When night fell, Michael moved the metal into the entry hall of the palace where it was warmer. Producing the cogs was fiddly and time-consuming, but once he had a few cast in the right shape his work sped up. It was deep into the night when one of the demons entered, left him a cup of something, and left again. He tasted it; some sort of warm grape juice, sweetened with honey. He drank it without really noticing as he worked on the gears, making sure that they fitted together perfectly.

He stopped to take a sip of the drink and something hit his mouth. Revolted, he peered into the cup and saw a packet in the bottom. He looked around; nobody nearby. He took the drink with him up to his room, ostensibly to use the bathroom, and when he was inside he quickly untied the oilskin packet and read the message scribbled on it.

Three hundred kilometres north-north-west of you, in a large rectangular mansion on the coast between England and Wales. Follow coastline where the two regions join and you will find it easily.

He didn’t even need to do that; when he was fifty kilometres from them he’d be able to sense them. He raised his head. ‘Semias.’

Semias appeared next to him. ‘I know. We need to go down into the engine room again, and compare the work we’ve done with what’s in place there.’

Michael put his hand out, Semias took it, and they teleported into the engine room where they could talk freely.

‘I know that place,’ Semias said. ‘There’s a large island off the west coast, and this estate is where the channel is at its narrowest. It’s surrounded by lawns and gardens. It’ll be a cleared area in the middle of a large forest; you can’t miss it.’

‘It’s a long way away, can you carry me there?’ Michael said.

‘No. Best I can do is the edge of the city. Can you do the rest of the way?’

‘Of course.’ Michael put his hand out and Semias took it again. They landed on the glass wall that surrounded the city.

Michael slapped Semias on the shoulder. ‘I will be back for you.’

‘You can’t take a whole city with you, lad,’ Semias said. ‘Just go and leave me to it. Free your family.’

‘I won’t forget what you’ve done for me,’ Michael said. ‘We will return and clear the demons from the European Heavens.’

‘Just go!’ Semias said with urgency. ‘They could return any time.’

Michael clasped Semias’s hand then released it and flew up and west.

He kept flying west, though the cold night sky of the deserted Heavens. The Asian Heavens were full of the telepathic buzz and energy signatures of the Shen that lived there; these skies were eerily silent. The cold and emptiness bit into him, and he missed the warmth and camaraderie of his brothers and sisters back in the White Tiger’s palace. The skies blazed with stars overhead and he was glad for his ability to see in the dark.

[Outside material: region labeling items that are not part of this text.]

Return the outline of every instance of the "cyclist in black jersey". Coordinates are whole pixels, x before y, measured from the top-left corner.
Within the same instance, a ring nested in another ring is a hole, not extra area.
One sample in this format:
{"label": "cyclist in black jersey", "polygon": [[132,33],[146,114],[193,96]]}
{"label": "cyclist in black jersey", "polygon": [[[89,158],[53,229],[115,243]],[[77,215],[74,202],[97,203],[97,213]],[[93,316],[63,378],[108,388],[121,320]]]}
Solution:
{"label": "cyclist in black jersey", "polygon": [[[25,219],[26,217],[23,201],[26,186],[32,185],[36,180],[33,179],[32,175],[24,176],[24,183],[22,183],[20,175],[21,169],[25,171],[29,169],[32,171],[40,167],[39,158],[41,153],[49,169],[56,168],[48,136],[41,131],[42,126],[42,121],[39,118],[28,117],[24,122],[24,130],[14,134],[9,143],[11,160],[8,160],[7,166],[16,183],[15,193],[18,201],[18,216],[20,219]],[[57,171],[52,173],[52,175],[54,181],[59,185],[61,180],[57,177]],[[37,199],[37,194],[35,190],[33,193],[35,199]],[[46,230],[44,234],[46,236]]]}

It was obvious when he approached the estate where his family were being held – it registered as a seething mass of demonkind. He approached the manor carefully and felt the women’s presence inside, on the top floor. Stupid demons, that was the easiest place to free them. Unless it was a trap for him, but he couldn’t see any reason for them to suspect he knew where the women were.

The manor was as Semias had described – about a hundred metres long, three storeys high, with a tall ground floor that was double the height of the others. The land around it had been cleared and planted with a variety of domestic flowers, the gardens overgrown and tangled from neglect.

He landed silently on the roof and sent his senses down through it. Rhonda and Clarissa were in the room directly below him, playing cards at a table in a bedroom they obviously shared. Demons filled every other room, all the way through the mansion, and some of the demons were enormous. His best bet was to sneak in the window, grab the women, and run back to Semias’s city where the spirit could open the gateway to Rotterdam for them. He made himself invisible and floated down to hover outside their window.